The FS1000A is a 433MHz OOK (On Off Keying) transmitter. It produces a continuous 433MHz carrier wave when the digital input signal is high (keyed 'ON'), and no carrier when the input is low (keyed 'OFF'). OOK is a form of Amplitude Modulation suitable for transmitting digital signals.
This transmission could be received with a simple tuned circuit and diode detector (ie. a 'crystal set') to recreate the original digital signal, but only at close range because RF signal strength drops off rapidly with distance (and the FS1000A only puts out a few milliwatts, so the range would be extremely short!).
Most users want more than a few cm of range, so the XY-MK-5V uses a simple but very effective superregenerative circuit, which has an inherent AGC (Automatic Gain Control) action that amplifies even extremely weak RF signals.
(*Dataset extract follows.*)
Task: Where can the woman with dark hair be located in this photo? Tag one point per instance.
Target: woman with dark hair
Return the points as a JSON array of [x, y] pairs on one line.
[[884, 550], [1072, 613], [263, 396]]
However it has two problems:-
when the RF signal is keyed OFF the receiver 'winds up the gain' trying to detect the nonexistent signal between the carrier wave pulses. If the carrier is OFF for too long then noise pulses will start to appear between the ON periods. When no signal is being transmitted the receiver's output is just a mess of noise.
The output of a superregenerative detector is AC, so the 0-5V DC digital signal becomes an audio signal whose average DC voltage varies depending on the ratio of high to low pulse times. The XY-MK-5V has a data slicer which attempts to regenerate the digital signal, but it only works properly when the high/low ratio is not too far away from 50%.
Your servo pulse signal is high for 1~2ms and low for 18~19ms, an ON/OFF ratio of only 5~11%. This is probably too low for the data slicer to work reliably, and the long OFF time may be enough to cause noise as the receiver 'winds up the gain'. The end result is that your digital signal is not received cleanly.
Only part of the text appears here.